The Datchet Diamonds
Copyright© 2024 by Richard Marsh
Chapter 14: Among Thieves
Cyril was vaguely conscious of the touch of some one’s hand about the region of his throat; not of a soft or a gentle hand, but of a clumsy, fumbling, yet resolute paw. Then of something falling on to him--falling with a splashing sound. He opened his eyes, heavily, dreamily. He heard a voice, speaking as if from afar.
“Hullo, chummie, so you ain’t dead, after all?--leastways, not as yet you ain’t.”
The voice was not a musical voice, nor a friendly one. It was harsh and husky, as if the speaker suffered from a chronic cold. It was the voice not only of an uneducated man, but of the lowest type of English-speaking human animal. Cyril shuddered as he heard it. His eyes closed of their own accord.
“Now then!”
The words were accompanied by a smart, stinging blow on Mr. Paxton’s cheek, a blow from the open palm of an iron-fronted hand. Severe though it was, Paxton was in such a condition of curious torpor that it scarcely seemed to stir him.
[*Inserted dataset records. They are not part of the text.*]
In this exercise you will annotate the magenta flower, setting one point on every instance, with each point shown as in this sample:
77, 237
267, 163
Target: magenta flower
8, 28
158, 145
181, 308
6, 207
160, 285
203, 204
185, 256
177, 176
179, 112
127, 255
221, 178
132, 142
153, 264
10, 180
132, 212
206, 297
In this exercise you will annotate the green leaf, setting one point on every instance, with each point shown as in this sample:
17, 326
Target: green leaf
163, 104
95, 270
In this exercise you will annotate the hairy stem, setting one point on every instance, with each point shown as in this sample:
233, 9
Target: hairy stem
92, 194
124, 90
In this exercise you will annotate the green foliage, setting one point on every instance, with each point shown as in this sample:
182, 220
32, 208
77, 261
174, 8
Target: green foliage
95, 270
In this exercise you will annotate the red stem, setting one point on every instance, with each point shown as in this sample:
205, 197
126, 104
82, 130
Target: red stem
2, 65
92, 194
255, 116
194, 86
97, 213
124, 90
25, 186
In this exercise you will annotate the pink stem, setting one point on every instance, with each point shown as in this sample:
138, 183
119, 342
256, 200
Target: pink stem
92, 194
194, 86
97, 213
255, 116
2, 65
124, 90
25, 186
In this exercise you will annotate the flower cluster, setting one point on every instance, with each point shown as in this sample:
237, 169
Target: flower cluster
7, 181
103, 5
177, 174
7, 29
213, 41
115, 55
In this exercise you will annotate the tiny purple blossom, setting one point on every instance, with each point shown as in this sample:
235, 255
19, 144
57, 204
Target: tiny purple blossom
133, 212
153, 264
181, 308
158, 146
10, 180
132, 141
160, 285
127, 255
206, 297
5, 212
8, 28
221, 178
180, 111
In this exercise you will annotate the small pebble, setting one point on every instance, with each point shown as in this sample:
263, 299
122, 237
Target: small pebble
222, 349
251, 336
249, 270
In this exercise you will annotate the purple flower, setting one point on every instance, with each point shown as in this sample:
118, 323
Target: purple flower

It induced him to open his eyes again, and that, apparently, was all.
“Look here, chummie, if you’re a-going to make a do of it, make a do of it, and we’ll bury you. But if you’re going to keep on living, move yourself, and look alive about it. I ain’t going to spend all my time waiting for you--it’s not quite good enough.”
While the flow of words continued, Cyril endeavoured to get the speaker’s focus--to resolve his individuality within the circuit of his vision. And, by degrees, it began to dawn on him that the man was, after all, quite close to him: too close, indeed--very much too close. With a sensation of disgust he realised that the fellow’s face was actually within a few inches of his own--realised, too, what an unpleasant face it was, and that the man’s horrible breath was mingling with his. It was an evil face, the face of one who had grown prematurely old. Staring eyes were set in cavernous sockets. A month’s growth of bristles accentuated the animalism of the man’s mouth, and jaw, and chin. His ears stuck out like flappers. His forehead receded. His scanty, grizzled hair looked as if it had been shaved off close to his head. Altogether, the man presented a singularly unpleasant picture. As Paxton grasped, slowly enough, how unpleasant, he became conscious of a feeling of unconquerable repulsion.
“Who are you?” he asked.
His voice did not sound to him as if it were his own. It was thin, and faint like the voice of some puny child.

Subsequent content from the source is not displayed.